Search code examples
regexmultiline

Regex that only matches when no duplicate lines are found


I have a multiline string like this:

SA21 abcdef
BKxyz
SA21 abcdef

I need a regex that only matches if the line ^SA21 abcdef$ is present once. So it should not match for the first example but it should match for this one:

BK udsia
SA21 abcdef
BKxyz

I tried to capture the line and make sure it matches only when the same line is not found later: /(^SA21 abcdef$)(?!\1)/m regex101 but that does not work as it will probably always match the last line...


Solution

  • The regex you want should only match a line if the line is not present before or after the single occurrence of the line. This is achieved with a tempered greedy token:

    /\A(?:(?!^SA21 abcdef$).)*(^SA21 abcdef$)(?:(?!^SA21 abcdef$).)*\z/ms
    

    See the regex demo

    The (?:(?!^SA21 abcdef$).)* is the token matching any text but the beginning of the SA21 abcdef line. The /s modifier is required so that a . could match a newline.

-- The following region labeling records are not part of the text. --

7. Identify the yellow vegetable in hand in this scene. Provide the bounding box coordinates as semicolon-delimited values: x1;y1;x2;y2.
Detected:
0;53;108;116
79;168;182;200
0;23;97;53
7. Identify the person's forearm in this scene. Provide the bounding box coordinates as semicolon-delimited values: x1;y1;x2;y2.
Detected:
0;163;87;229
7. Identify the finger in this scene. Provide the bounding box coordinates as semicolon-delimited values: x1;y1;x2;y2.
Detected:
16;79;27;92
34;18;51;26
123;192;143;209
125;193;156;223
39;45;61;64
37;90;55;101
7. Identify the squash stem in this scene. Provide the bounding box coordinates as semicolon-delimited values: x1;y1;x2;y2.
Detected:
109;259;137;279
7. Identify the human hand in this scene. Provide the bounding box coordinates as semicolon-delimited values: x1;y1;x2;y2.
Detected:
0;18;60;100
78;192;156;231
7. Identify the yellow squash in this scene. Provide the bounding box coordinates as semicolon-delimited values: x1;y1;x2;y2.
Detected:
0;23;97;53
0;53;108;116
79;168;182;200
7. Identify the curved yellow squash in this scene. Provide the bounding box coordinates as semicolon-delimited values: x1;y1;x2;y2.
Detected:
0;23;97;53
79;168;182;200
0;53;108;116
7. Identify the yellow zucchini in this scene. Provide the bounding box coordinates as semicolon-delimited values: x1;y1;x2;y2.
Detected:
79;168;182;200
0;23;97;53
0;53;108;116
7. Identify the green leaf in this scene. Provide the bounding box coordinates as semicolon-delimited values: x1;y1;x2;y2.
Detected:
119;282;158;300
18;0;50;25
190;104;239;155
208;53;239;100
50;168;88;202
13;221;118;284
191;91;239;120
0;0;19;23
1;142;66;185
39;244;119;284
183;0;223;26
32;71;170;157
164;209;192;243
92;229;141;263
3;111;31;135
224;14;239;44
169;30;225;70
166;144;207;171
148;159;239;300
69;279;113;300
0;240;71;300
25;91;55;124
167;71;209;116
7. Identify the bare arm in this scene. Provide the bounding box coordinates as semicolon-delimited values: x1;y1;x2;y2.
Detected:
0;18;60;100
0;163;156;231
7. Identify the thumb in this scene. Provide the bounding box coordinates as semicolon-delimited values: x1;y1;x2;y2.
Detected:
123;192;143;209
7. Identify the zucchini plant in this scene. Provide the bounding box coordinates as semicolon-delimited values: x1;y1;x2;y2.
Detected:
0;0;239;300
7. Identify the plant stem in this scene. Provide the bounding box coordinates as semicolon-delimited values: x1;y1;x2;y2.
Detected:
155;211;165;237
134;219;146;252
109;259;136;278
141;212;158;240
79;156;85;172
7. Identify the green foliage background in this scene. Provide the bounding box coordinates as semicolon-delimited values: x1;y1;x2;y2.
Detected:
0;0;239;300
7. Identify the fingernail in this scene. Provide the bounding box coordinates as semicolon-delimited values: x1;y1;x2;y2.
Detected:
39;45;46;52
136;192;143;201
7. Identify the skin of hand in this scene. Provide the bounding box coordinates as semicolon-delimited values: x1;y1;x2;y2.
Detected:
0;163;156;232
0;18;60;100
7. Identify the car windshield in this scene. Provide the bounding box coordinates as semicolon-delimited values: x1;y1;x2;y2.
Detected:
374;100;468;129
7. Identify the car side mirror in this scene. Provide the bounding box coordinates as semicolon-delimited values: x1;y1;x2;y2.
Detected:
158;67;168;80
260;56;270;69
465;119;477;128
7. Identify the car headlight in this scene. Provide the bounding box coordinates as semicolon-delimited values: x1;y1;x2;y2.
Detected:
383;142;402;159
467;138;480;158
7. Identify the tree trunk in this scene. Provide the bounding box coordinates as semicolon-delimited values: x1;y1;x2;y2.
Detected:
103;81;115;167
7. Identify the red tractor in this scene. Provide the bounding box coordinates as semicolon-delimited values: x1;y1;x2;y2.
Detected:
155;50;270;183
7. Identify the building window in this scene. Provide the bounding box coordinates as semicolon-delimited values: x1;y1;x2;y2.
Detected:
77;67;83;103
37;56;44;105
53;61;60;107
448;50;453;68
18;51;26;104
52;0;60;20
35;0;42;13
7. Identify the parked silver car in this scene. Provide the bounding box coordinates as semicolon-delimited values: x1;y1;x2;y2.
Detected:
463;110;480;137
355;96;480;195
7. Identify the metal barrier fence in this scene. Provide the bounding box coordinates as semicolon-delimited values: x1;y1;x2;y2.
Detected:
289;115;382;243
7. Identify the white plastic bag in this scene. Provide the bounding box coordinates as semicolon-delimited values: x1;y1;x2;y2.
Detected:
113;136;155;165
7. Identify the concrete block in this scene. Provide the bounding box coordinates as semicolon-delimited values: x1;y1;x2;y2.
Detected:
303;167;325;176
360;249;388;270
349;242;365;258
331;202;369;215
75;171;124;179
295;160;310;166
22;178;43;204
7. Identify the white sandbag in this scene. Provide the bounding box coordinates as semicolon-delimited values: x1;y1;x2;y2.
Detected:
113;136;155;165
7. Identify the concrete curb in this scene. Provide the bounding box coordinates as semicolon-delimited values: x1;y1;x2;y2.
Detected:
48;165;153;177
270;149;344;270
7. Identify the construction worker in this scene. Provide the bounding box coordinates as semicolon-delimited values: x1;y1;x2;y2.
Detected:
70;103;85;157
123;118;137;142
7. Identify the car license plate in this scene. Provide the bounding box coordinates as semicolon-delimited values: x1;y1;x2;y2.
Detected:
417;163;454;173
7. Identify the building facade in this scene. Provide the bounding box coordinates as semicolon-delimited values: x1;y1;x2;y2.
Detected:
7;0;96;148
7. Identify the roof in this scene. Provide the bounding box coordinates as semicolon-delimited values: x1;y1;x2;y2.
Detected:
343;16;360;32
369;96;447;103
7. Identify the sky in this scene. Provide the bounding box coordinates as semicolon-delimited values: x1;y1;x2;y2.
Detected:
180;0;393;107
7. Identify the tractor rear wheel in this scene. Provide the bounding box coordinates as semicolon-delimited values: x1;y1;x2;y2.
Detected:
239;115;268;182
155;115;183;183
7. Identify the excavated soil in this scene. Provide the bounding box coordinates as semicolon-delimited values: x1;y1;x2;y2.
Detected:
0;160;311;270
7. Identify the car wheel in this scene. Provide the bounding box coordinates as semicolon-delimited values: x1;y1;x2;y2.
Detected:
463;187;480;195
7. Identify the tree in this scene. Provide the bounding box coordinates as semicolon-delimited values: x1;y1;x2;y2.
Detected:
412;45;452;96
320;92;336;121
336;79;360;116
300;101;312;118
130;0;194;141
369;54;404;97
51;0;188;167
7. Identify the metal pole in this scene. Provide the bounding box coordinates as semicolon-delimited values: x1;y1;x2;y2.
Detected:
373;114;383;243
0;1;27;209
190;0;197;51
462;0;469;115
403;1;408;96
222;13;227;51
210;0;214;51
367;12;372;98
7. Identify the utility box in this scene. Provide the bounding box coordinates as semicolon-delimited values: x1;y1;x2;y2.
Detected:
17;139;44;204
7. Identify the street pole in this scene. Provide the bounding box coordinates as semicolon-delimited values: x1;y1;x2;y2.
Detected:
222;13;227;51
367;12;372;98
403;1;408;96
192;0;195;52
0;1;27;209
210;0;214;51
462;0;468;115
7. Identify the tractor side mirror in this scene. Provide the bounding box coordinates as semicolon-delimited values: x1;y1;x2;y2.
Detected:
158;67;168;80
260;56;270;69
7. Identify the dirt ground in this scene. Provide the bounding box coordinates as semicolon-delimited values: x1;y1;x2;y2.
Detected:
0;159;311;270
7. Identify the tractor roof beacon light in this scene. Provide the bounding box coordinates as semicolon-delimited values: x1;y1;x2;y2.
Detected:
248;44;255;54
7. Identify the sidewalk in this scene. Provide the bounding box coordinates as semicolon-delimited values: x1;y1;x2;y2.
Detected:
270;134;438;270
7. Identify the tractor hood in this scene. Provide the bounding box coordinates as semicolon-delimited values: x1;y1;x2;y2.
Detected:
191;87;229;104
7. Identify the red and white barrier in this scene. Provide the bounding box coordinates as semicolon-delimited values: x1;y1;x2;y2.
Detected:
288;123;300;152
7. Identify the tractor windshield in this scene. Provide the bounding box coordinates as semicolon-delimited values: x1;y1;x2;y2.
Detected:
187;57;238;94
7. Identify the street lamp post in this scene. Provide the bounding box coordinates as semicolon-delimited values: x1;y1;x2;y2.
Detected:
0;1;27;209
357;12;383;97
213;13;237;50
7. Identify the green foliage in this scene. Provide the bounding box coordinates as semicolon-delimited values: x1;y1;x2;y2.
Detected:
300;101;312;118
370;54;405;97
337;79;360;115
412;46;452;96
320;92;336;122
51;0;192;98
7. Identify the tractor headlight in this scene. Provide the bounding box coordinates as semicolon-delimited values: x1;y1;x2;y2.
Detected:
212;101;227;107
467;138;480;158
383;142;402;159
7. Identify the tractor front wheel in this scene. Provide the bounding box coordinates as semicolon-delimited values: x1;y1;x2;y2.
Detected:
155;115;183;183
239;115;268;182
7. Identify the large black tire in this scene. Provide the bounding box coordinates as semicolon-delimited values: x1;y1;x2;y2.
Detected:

    However, the construct is resource consuming, and it is a good idea to unroll it:

    /\A(?:\n+(?!SA21 abcdef$).*)*\n*^(SA21 abcdef)$(?:\n+(?!SA21 abcdef$).*)*\z/m
    

    See another demo

    Note that \A and \z are unambiguous start/end string anchors, the /m modifier does not affect them.

    Pattern explanation:

    • \A - start of string
    • (?:\n+(?!SA21 abcdef$).*)* - zero or more sequences of:
      • \n+ - 1 or more newlines ...
      • (?!SA21 abcdef$) - not followed with SA21 abcdef that is the whole line
      • .* - zero or more chars other than a newline
    • \n* - zero or more newlines
    • ^ - start of a line
    • (SA21 abcdef) - the line that must be single
    • $ - end of line
    • (?:\n+(?!SA21 abcdef$).*)* - see above
    • \z - end of string.